Member of the Chamber of Deputies
- Incumbent
- Assumed office 11 March 2026
- Constituency: District 22
- In office 11 March 2018 – 11 March 2022
- Constituency: District 22

Governor of Malleco Province
- In office 11 March 2014 – 11 November 2016
- President: Michelle Bachelet
- Preceded by: Erich Baumann Frindt
- Succeeded by: Guillermo Pirce Medina

Councilor of Angol
- In office 11 March 2008 – 11 March 2014

Personal details
- Born: Irle Andrea Parra Sauterel 2 September 1967 (age 58) Temuco, Chile
- Party: Party for Democracy
- Children: 3
- Education: University of La Frontera
- Occupation: Nurse, politician

= Andrea Parra =

Chilean nurse and politician

Irle Andrea Parra Sauterel (born 2 September 1967) is a Chilean nurse and politician of the Party for Democracy (PPD). She has served as councilor of the municipality of Angol, governor of Malleco Province, and in March 2018 became the first woman to represent her region in the Chamber of Deputies for District 22.

==Biography==
Andrea Parra was born in Temuco on 2 September 1967, the daughter of Víctor Hugo Parra Hormazábal and Irle Olga Sauterel Schilling. She completed her basic and secondary studies at the Liceo Pablo Neruda in Temuco, graduating in 1984. From 1985 to 1990, she studied at the University of La Frontera, obtaining a nursing degree. She worked professionally at Huequén Family Health Center in Malleco Province, La Araucanía Region. She is divorced and has three children.

==Political career==
Since 2003, she has been a member of the PPD. Previously, she belonged to the Christian Democratic Party.

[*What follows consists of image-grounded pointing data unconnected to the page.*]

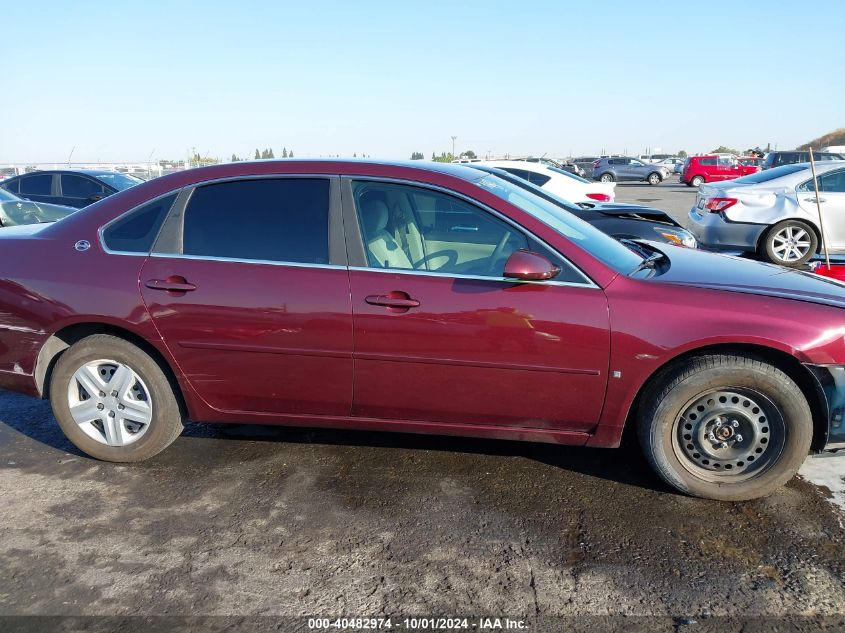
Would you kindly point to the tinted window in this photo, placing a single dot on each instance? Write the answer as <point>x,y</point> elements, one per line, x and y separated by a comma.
<point>136,232</point>
<point>80,186</point>
<point>519,173</point>
<point>283,220</point>
<point>412,228</point>
<point>40,185</point>
<point>831,182</point>
<point>538,179</point>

In the 2008 municipal elections, she won a seat as councilor for Angol, receiving 913 votes, equivalent to 3.90% of the total.

On 14 March 2014, during the presidency of Michelle Bachelet, she was appointed governor of Malleco Province. On 10 November 2016, she resigned her position to stand as a candidate for deputy.

She was successful in the 2017 general election, becoming a member of the Chamber of Deputies for District 22 for the term 2018–2022 as part of the New Majority coalition. She received 10,312 votes, corresponding to 9.54% of the total votes cast.